亚洲男人的天堂2018av,欧美草比,久久久久久免费视频精选,国色天香在线看免费,久久久久亚洲av成人片仓井空

We present a new distribution-free conformal prediction algorithm for sequential data (e.g., time series), called the \textit{sequential predictive conformal inference} (\texttt{SPCI}). We specifically account for the nature that time series data are non-exchangeable, and thus many existing conformal prediction algorithms are not applicable. The main idea is to adaptively re-estimate the conditional quantile of non-conformity scores (e.g., prediction residuals), upon exploiting the temporal dependence among them. More precisely, we cast the problem of conformal prediction interval as predicting the quantile of a future residual, given a user-specified point prediction algorithm. Theoretically, we establish asymptotic valid conditional coverage upon extending consistency analyses in quantile regression. Using simulation and real-data experiments, we demonstrate a significant reduction in interval width of \texttt{SPCI} compared to other existing methods under the desired empirical coverage.

相關內容

This paper is concerned with goal-oriented a posteriori error estimation for nonlinear functionals in the context of nonlinear variational problems solved with continuous Galerkin finite element discretizations. A two-level, or discrete, adjoint-based approach for error estimation is considered. The traditional method to derive an error estimate in this context requires linearizing both the nonlinear variational form and the nonlinear functional of interest which introduces linearization errors into the error estimate. In this paper, we investigate these linearization errors. In particular, we develop a novel discrete goal-oriented error estimate that accounts for traditionally neglected nonlinear terms at the expense of greater computational cost. We demonstrate how this error estimate can be used to drive mesh adaptivity. We show that accounting for linearization errors in the error estimate can improve its effectivity for several nonlinear model problems and quantities of interest. We also demonstrate that an adaptive strategy based on the newly proposed estimate can lead to more accurate approximations of the nonlinear functional with fewer degrees of freedom when compared to uniform refinement and traditional adjoint-based approaches.
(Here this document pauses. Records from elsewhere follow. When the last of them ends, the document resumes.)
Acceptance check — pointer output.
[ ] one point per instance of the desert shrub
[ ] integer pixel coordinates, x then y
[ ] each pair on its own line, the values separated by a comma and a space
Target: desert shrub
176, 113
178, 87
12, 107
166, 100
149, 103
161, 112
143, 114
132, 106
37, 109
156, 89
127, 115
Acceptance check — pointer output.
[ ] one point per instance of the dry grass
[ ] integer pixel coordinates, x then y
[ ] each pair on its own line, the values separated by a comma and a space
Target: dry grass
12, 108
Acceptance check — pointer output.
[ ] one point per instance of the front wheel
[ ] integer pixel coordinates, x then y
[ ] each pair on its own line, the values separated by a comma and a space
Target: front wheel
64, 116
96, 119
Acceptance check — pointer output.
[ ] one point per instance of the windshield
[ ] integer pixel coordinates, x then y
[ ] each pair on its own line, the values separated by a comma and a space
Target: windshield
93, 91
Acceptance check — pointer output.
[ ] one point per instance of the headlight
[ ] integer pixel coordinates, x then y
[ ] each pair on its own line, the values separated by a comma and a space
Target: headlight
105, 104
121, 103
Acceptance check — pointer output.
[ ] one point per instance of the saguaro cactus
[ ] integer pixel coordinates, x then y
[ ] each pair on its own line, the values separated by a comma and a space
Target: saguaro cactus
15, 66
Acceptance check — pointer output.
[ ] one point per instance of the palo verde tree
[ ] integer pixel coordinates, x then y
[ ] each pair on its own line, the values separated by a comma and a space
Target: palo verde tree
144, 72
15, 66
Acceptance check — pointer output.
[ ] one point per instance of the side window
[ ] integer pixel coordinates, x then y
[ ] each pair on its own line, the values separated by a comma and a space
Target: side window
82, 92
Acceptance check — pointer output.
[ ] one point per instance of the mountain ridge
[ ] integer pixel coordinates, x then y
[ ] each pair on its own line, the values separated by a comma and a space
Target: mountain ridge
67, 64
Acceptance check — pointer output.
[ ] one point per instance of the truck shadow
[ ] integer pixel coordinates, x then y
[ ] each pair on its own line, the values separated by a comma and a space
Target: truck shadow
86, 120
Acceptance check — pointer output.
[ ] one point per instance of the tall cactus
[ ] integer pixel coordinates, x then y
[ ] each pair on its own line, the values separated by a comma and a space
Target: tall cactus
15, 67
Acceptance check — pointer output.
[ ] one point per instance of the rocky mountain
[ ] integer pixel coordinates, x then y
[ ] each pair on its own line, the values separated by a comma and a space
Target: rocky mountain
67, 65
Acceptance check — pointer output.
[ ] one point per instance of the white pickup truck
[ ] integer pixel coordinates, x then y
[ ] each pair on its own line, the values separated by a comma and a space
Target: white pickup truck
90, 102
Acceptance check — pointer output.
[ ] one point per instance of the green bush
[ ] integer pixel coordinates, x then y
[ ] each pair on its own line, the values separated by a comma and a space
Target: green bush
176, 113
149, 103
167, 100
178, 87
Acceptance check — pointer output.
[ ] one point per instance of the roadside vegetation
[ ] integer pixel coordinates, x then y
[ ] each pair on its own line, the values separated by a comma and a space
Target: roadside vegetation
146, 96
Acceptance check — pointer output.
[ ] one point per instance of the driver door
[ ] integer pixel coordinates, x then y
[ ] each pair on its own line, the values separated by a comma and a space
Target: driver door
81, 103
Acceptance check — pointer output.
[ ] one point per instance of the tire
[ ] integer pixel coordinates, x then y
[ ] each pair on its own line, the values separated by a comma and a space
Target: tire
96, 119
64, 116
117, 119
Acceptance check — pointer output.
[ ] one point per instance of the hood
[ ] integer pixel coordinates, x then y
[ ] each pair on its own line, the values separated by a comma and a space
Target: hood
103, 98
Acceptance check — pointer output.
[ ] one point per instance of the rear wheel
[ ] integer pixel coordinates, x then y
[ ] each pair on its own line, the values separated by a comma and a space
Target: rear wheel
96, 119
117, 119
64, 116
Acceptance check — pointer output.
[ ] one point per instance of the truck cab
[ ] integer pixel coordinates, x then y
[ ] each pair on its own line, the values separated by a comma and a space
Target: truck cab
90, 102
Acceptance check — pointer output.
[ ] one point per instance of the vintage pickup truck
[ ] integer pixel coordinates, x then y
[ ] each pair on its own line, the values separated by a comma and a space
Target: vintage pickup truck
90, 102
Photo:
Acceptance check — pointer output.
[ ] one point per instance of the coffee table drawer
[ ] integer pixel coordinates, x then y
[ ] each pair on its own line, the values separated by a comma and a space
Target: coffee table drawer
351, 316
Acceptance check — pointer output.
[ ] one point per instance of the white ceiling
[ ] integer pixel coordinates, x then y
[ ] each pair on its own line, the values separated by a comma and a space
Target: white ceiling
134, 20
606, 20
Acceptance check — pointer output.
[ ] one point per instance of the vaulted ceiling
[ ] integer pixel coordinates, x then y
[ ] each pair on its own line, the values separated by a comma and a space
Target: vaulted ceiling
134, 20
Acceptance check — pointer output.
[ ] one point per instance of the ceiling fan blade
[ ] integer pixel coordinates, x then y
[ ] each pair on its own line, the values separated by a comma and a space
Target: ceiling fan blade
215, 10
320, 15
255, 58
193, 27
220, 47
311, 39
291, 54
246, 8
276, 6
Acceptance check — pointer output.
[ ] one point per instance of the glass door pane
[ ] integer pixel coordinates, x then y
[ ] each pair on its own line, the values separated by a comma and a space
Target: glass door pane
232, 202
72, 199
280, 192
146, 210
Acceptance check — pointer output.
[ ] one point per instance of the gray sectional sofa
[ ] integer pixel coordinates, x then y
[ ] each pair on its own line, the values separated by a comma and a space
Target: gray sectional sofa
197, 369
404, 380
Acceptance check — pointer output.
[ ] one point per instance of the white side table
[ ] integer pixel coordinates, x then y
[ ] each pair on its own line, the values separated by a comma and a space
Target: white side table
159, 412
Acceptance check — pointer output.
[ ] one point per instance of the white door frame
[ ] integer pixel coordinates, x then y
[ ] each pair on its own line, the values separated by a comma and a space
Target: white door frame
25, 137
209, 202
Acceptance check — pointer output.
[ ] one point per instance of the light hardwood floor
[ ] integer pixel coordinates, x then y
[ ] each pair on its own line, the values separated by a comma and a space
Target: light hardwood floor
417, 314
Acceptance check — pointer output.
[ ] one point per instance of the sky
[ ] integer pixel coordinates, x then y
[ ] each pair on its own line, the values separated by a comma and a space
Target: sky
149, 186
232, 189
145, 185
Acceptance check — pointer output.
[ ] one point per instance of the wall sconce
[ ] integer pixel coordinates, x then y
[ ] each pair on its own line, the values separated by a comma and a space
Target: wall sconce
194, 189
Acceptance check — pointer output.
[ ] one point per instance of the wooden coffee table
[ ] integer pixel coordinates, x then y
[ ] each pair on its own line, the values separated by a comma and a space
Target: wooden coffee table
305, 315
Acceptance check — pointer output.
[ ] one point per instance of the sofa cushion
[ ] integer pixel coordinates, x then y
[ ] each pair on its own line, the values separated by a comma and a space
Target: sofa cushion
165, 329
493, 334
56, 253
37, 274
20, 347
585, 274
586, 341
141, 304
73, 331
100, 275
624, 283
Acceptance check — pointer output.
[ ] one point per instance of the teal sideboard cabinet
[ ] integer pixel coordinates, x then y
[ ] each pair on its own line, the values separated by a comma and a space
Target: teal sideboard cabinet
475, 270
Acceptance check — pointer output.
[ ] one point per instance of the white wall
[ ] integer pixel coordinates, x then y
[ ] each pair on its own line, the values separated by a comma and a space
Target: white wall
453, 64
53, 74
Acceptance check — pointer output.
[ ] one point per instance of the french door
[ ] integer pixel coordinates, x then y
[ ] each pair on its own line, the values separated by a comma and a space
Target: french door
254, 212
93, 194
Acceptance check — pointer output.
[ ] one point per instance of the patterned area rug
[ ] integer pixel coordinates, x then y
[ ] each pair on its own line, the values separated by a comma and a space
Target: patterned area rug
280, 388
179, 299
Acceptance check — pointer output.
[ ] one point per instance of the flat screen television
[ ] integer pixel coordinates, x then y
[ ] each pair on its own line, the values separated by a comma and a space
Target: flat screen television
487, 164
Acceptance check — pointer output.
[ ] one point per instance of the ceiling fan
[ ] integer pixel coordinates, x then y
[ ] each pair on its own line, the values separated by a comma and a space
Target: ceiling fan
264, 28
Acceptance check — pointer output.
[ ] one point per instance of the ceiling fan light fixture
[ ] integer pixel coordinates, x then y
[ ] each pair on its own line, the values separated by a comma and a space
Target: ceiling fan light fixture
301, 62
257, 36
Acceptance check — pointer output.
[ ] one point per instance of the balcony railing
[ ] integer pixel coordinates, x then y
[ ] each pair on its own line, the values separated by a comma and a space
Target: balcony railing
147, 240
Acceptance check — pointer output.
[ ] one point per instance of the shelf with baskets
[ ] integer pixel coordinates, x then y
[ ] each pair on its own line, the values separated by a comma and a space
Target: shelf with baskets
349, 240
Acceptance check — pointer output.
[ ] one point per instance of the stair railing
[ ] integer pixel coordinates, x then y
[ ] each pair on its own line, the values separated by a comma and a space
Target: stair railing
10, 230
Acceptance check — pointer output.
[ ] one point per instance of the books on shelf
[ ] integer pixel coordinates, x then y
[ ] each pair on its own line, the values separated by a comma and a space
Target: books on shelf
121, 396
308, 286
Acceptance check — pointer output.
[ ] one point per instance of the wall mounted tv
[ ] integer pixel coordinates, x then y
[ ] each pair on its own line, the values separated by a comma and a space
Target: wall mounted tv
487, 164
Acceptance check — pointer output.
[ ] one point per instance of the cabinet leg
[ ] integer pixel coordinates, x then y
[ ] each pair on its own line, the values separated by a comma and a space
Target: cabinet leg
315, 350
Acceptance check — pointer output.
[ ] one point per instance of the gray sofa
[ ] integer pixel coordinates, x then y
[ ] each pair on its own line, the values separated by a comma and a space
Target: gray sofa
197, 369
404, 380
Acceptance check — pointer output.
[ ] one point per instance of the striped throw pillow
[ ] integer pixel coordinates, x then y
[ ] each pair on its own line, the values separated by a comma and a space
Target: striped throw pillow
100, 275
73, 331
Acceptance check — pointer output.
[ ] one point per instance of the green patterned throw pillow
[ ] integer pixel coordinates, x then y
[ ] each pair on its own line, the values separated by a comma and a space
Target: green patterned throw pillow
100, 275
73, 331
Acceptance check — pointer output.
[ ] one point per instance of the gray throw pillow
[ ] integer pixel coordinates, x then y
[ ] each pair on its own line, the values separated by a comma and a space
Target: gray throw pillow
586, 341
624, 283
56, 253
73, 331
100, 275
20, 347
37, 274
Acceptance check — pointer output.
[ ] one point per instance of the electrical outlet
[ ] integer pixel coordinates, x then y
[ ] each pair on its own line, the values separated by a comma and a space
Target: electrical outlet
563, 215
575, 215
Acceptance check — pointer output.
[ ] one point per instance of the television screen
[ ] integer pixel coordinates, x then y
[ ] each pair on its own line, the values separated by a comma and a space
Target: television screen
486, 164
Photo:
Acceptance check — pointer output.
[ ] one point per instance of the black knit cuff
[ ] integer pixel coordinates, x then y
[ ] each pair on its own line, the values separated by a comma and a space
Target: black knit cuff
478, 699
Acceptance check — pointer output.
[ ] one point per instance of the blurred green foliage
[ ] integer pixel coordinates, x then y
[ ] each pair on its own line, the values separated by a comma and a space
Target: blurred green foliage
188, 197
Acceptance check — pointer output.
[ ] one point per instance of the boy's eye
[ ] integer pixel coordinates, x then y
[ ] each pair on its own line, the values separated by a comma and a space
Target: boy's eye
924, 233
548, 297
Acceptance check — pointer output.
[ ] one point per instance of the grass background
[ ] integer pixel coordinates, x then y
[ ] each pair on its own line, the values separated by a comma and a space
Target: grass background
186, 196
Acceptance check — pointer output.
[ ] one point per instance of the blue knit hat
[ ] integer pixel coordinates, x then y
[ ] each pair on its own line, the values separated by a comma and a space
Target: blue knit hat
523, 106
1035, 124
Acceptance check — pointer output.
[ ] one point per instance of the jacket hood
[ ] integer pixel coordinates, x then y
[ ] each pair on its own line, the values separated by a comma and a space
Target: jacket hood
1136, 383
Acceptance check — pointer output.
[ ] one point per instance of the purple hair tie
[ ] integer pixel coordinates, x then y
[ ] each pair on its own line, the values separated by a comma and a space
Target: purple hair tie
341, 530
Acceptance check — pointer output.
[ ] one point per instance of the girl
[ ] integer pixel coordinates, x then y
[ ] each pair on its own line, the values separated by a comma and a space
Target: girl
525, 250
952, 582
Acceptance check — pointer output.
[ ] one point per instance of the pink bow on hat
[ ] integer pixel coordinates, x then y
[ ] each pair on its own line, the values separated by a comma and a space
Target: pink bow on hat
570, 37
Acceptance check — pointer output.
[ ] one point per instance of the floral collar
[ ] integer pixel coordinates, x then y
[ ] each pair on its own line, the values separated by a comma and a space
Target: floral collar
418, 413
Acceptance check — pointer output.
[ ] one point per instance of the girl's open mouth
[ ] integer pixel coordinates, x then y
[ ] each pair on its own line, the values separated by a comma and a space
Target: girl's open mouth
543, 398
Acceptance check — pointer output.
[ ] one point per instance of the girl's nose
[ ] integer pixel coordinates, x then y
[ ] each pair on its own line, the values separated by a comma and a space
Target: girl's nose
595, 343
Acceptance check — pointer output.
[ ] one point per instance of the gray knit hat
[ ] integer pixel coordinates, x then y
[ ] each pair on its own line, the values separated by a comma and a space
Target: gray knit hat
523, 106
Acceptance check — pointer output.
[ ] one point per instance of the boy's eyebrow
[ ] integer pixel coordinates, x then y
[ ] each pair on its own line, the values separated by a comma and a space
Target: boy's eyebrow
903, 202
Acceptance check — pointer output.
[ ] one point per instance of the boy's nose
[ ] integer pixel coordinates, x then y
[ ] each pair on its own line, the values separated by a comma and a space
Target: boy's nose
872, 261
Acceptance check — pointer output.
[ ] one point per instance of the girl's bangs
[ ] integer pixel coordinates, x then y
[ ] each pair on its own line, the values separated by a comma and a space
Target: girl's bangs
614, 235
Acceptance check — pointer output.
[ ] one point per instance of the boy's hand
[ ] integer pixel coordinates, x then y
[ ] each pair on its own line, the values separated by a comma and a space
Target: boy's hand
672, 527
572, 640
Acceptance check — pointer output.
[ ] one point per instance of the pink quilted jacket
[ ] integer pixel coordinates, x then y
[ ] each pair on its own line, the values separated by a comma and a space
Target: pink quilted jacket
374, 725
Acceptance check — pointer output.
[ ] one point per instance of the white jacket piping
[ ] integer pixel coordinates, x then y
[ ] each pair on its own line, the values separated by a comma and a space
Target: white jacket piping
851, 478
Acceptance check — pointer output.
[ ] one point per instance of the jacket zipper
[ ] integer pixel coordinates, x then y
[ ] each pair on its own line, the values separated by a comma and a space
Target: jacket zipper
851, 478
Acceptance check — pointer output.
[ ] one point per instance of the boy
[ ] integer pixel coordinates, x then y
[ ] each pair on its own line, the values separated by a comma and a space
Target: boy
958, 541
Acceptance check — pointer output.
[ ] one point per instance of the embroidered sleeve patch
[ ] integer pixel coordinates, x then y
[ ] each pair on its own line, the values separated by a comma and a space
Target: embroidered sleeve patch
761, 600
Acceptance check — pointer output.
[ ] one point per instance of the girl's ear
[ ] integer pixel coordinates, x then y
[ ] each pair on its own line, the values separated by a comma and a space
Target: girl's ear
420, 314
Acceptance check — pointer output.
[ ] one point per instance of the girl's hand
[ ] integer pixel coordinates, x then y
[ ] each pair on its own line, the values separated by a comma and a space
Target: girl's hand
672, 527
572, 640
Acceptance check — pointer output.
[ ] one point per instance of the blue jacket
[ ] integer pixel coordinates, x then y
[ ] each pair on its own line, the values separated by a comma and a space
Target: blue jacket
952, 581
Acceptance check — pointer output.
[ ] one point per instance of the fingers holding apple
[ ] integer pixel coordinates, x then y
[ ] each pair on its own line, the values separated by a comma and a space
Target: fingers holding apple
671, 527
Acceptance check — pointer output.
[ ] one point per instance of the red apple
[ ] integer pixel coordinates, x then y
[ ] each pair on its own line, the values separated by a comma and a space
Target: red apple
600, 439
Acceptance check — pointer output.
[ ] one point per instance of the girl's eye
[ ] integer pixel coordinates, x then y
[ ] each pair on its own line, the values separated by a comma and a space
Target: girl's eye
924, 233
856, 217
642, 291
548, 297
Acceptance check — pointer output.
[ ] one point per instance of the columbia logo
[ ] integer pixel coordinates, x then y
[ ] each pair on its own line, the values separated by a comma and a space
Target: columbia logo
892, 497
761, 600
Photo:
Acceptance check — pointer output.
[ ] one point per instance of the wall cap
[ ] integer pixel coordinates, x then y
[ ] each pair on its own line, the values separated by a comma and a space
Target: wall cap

In this paper, we study a novel inference paradigm, termed as schema inference, that learns to deductively infer the explainable predictions by rebuilding the prior deep neural network (DNN) forwarding scheme, guided by the prevalent philosophical cognitive concept of schema. We strive to reformulate the conventional model inference pipeline into a graph matching policy that associates the extracted visual concepts of an image with the pre-computed scene impression, by analogy with human reasoning mechanism via impression matching. To this end, we devise an elaborated architecture, termed as SchemaNet, as a dedicated instantiation of the proposed schema inference concept, that models both the visual semantics of input instances and the learned abstract imaginations of target categories as topological relational graphs. Meanwhile, to capture and leverage the compositional contributions of visual semantics in a global view, we also introduce a universal Feat2Graph scheme in SchemaNet to establish the relational graphs that contain abundant interaction information. Both the theoretical analysis and the experimental results on several benchmarks demonstrate that the proposed schema inference achieves encouraging performance and meanwhile yields a clear picture of the deductive process leading to the predictions. Our code is available at //github.com/zhfeing/SchemaNet-PyTorch.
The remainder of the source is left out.